日本電気(NEC)と済生会支部栃木県済生会宇都宮病院(済生会宇都宮病院)は4月1日、看護師の業務負荷軽減と安全・安心な医療環境に向けた取り組みとして、AI(人工知能)により発話内容を分析・テキスト化して看護記録業務を支援する看護記録支援システムの実証実験を2021年2月に実施したと発表した。看護記録業務の入力時間を約50%削減できることを確認したという。
今回の実証実験では、病棟看護師および専門・認定看護師32人を対象に、AIを搭載した専用スマートフォンを使って看護記録に関する看護師の発話内容を分析・テキスト化し、看護記録業務における支援機能としての利便性や安全性などの評価・検証を行った。
同システムは医療に関する専門用語に対応した音声認識エンジンを搭載しており、看護師の発話内容をテキストに変換可能。さらに、発話内容に基づきテキスト化したデータを看護記録の形式に合わせて抽出できるため、看護師は抽出した情報に基づきナースステーションで看護記録の確認・整理が可能になる。
これにより、看護師は患者に対するケアや治療経過などの情報を、発話を通じて場所を選ばず効率的に記録可能となり、多くの時間を要する看護記録業務を軽減して患者に対するより看護に注力できる。さらに、入力デバイスへの接触機会を減らすことにより、感染症リスクも軽減できるとのこと。

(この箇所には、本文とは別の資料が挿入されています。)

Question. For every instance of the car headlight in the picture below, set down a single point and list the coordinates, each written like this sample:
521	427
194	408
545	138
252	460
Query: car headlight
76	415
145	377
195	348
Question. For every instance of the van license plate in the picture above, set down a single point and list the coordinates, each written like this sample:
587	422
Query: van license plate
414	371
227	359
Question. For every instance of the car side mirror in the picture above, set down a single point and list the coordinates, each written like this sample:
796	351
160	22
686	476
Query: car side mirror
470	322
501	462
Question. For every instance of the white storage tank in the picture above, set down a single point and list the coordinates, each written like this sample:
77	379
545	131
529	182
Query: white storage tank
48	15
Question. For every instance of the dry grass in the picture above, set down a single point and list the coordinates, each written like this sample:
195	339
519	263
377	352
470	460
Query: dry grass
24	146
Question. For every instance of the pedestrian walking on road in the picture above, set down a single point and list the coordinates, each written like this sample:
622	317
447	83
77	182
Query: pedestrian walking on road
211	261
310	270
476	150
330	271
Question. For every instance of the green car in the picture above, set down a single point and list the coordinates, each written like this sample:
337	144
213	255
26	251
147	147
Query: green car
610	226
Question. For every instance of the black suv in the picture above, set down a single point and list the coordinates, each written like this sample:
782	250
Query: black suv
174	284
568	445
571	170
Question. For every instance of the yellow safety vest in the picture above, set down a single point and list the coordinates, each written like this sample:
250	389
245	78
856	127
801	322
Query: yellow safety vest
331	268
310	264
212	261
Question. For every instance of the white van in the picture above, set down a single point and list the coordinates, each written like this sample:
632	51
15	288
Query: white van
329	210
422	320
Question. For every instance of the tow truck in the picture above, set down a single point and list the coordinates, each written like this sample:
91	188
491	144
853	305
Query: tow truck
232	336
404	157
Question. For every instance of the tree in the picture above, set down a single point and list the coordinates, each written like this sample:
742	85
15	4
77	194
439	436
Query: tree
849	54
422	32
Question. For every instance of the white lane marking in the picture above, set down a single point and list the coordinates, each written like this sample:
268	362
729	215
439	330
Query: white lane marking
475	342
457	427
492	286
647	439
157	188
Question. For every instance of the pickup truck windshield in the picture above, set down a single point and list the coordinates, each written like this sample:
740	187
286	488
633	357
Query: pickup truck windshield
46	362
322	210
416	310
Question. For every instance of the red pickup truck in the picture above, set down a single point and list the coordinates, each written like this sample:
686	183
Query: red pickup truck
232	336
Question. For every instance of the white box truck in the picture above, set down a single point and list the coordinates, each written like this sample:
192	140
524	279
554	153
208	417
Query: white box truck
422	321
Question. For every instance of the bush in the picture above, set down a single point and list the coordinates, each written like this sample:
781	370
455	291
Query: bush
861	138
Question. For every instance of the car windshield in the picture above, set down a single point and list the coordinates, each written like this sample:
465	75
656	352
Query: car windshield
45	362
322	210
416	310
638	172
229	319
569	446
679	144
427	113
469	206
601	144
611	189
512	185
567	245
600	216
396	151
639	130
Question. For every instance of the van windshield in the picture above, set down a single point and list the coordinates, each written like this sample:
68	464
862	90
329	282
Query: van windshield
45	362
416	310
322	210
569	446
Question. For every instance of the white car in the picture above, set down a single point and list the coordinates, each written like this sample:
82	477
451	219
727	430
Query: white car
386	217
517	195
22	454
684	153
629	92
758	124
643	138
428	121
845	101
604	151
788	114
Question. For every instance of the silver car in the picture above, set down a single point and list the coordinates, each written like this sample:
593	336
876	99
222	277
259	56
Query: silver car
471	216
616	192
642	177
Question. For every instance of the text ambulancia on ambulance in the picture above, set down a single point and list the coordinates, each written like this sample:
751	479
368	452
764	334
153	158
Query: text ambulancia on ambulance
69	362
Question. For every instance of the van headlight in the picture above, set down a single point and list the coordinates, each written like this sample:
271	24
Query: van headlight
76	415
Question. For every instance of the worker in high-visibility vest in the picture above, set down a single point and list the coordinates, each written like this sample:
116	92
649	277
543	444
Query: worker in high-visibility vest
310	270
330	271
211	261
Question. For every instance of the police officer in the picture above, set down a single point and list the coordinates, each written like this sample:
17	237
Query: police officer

同病院は今回の実証成果を踏まえ、イヤホンのように耳に装着して発話音声以外の騒音を打ち消し処理して発話内容をクリアに伝達できるヒアラブルデバイスの導入についても検討を進めると共に、入院患者に加えて外来患者も対象とする、医療従事者の業務効率化と感染症対策の実現に向けた同システムの本格利用に取り組んでいく方針だ。